Tuesday, December 16, 2014

Adding ladies to D&D; or: Lady up your game!

I recently developed a plan to ensure my D&D games weren't just a bunch of male PCs and NPCs. Its pretty simple. I have a little list each game of the NPCs I might need to introduce. You might have this too. Don't have a list of all your NPCs? Make it. Then if you want to make sure your D&D game isn't a sausage party, follow these little tips:

1) Check if half or more of your NPCs are dudes.
2) If they are, make a coupe of them ladies.

Its literally that easy. If you're not as comfortable portraying a lady, you can lady your game up a bit by at least adding some ladies off camera or in the background. Maybe the previous party to explore an area was lead by a lady, or they find a log book written by a lady, or they're otherwise following the trail of a lady. An off-camera villain can also be a lady. In fact, just about any NPC could be a lady. You could even roll randomly to determine if the character is a lady: odd = dude, even = lady.

Once you have a couple ladies in the background, you can move onto having a major NPC or two be ladies.
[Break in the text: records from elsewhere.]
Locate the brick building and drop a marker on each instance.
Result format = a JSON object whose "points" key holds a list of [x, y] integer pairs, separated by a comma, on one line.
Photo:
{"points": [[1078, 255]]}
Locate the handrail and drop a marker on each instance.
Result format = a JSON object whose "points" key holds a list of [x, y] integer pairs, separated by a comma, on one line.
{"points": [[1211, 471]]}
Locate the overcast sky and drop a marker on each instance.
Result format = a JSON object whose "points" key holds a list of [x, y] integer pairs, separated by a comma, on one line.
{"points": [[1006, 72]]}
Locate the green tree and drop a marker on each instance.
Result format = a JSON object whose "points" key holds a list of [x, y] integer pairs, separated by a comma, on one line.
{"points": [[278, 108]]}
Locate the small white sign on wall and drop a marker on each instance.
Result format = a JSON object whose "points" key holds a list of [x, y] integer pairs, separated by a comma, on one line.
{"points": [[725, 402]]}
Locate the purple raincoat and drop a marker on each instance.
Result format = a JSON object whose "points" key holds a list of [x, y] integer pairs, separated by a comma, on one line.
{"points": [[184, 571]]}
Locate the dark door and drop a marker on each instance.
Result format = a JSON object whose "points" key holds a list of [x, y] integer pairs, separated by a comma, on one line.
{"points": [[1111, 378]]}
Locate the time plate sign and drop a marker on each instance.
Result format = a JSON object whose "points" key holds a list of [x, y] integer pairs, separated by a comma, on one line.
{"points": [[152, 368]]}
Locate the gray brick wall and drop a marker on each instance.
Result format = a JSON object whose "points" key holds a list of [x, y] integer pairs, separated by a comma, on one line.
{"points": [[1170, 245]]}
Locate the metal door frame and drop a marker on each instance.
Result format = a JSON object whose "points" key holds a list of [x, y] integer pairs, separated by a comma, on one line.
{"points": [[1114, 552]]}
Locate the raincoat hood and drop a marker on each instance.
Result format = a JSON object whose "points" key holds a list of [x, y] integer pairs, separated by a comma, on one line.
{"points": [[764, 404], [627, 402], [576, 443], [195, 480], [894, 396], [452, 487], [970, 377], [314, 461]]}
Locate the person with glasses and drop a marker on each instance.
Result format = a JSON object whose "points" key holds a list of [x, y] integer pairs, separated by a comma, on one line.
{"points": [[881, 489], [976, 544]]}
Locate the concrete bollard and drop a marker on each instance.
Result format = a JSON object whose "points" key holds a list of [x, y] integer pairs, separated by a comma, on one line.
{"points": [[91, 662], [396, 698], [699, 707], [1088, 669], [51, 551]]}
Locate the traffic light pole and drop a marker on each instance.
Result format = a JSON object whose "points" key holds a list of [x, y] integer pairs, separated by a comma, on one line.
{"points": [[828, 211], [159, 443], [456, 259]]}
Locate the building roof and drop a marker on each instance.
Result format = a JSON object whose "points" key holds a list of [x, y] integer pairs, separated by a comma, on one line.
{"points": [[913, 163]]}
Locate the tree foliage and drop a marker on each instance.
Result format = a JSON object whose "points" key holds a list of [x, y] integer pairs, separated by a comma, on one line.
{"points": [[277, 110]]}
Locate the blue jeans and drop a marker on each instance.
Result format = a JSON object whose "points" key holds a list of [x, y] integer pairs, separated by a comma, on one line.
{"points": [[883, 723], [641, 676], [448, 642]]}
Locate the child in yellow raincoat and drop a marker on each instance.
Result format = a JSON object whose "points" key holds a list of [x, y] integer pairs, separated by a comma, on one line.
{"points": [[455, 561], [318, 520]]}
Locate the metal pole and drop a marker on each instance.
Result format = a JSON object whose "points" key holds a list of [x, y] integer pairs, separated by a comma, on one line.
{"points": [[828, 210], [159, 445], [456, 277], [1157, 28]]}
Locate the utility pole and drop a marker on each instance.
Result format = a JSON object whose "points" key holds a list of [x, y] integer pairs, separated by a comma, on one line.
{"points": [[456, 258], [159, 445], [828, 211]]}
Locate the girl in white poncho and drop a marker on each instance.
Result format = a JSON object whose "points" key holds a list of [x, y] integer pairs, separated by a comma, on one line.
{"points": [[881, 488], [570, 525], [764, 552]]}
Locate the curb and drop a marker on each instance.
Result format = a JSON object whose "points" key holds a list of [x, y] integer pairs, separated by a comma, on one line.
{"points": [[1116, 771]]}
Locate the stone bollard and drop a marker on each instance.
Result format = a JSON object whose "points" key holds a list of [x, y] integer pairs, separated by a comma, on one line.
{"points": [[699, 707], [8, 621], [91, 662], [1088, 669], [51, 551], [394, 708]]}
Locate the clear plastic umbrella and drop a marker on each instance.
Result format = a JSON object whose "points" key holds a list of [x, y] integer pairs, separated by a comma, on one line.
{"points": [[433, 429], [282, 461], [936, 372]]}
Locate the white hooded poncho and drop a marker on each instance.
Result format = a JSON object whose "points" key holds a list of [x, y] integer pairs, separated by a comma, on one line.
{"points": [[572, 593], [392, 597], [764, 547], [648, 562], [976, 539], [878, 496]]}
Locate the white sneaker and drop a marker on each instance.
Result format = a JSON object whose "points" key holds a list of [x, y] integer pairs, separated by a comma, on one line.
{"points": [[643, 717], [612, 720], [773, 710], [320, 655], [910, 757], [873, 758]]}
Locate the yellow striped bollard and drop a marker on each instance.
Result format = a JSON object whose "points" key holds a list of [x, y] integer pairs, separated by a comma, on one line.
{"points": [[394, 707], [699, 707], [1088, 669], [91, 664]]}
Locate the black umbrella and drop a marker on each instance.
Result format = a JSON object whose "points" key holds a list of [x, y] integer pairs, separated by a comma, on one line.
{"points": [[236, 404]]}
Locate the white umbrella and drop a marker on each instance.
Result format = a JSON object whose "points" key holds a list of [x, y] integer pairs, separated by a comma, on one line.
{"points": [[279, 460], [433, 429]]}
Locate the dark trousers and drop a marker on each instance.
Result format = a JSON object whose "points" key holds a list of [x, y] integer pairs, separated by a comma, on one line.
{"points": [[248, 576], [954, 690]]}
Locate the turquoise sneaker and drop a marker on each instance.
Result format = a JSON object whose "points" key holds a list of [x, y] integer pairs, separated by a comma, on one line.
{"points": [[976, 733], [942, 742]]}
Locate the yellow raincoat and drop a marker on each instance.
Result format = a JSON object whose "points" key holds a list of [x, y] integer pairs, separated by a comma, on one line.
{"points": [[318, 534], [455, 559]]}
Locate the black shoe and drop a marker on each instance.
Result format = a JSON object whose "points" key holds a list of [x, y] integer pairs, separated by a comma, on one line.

Try it out first with a shopkeeper: unless the adventurers are in a lady shop doing lady shopping, a lady shopkeeper probably has exactly the same motivations as a dude shopkeeper (and, honestly, a lady shopkeeper in a lady shop probably has the same motivations as a dude shopkeeper in a lady shop). Lady hirelings, lady henchmen, lady sages, lady specialists, and queens probably have almost exactly the same motivations as dude hirelings, dude henchmen, dude sages, dude specialists, and kings.

Once in a while, you might find that the sex of an NPC actually matters in the plot. That's the point where you can spend a minute deciding how the plots might be different depending on the sex of an NPC and let the most interesting plot dictate the gender of the NPC.